「観測史上もっとも暑い年」に、世界はこんなアイデアで立ち向かっていた
観測史上もっとも暑い年──。世界気象機関(WMO)の公式発表に、もはや誰も驚かなかくなってしまったのではないだろうか。毎年のように更新されていく史上もっとも暑い年、おそらくは来年もきっと。
抜本的な解決策や決定的な打開策が、ないわけではない。たぶん。ただ、そうした“革新”に自然は待ったをかけてくれない。

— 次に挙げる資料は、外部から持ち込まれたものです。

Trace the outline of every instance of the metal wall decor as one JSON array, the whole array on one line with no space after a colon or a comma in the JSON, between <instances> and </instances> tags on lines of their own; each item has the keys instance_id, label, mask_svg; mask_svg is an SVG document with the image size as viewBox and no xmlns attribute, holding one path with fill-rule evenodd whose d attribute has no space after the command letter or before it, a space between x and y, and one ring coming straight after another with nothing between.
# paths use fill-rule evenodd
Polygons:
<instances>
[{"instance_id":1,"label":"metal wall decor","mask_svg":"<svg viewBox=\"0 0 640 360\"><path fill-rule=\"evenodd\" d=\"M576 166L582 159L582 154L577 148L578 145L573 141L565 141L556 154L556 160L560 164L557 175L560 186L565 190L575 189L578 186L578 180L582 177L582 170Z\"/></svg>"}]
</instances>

それでも、世界各地でさまざまなアクションが起きた2023年。一歩でも前へ。そう信じるパワーを希望を、新しい年につなげていきたい。
“知る”から始まる
気候変動へのアプローチ
ユニークな切り口のプログラムを始めたのは、米オハイオ州ジョンキャロル大学。新たに「気候変動文学(Climate Change Literature)」というクラスを開講した。
文学作品を通じて気候変動についての洞察を豊かにし、人々の関心を喚起することを目指しているそうで、授業では古典文学から現代の作品まで、さまざまな文学作品を扱う。
気候変動をテーマにしたフィクション作品や環境問題を扱った作品も含まれ、従来とは異なる視点から気候変動についての考えを探究。学生たちが文学作品を研究し、見解や解釈を発表することも。まずは「知る」ことから。
ポリエステルの
環境に優しいリサイクル法
コペンハーゲン大学の化学チームが、ポリエステルのリサイクルに画期的な方法を提案。「炭酸アンモニウム」を使用してポリエステルをその単量体(モノマー)に分解し、同時に綿を回収するというもの。
年間約6000万トンが生産されるポリエステルのリサイクル率は、わずか15%ほどだそう。残りの大部分が廃棄場や焼却炉に送られ、炭素排出を助長している状況の打開策となれば、テキスタイル業界の持続可能性やリサイクル率の向上が、また一歩前進するかもしれない。
気候のための「特殊部隊」創設
バイデン政権が、気候変動に対処するための部隊「American Climate Corps」を創設し、人材育成に努めると発表したのがこの秋のこと。
2万人以上の若者たちに再生可能エネルギーや環境保護などに関する訓練を有給で提供するそうで、プログラムを終了した若者たちは気候変動への対応を行っている企業や団体などで従事することに。武器ではなく知見とアイデアを抱え、環境問題に立ち向かう。活躍に期待したい。
異常高温が
“ワインの縮図”を変える
異常高温を逆手にとる、という考え方もあるかもしれない。
ウェールズのワイン生産において好影響をもたらしているという。記録的な猛暑、そして冬場の長雨がその原因のようだが、ここ5年ほどみても収穫量は8トンから16.5トンと2倍以上に跳ね上がったらしい。
もちろん、たんに収量が増えただけではない。ぶどうがよりジューシーで糖分も多くなっているようで。モンマスシャー州アバーガベニーにある「White Castle Vineyard」のオーナーRobb Merchant氏は、良質なワイン生産に気候変動が大きく影響を及ぼしていると「BBC」の取材に対し答えた。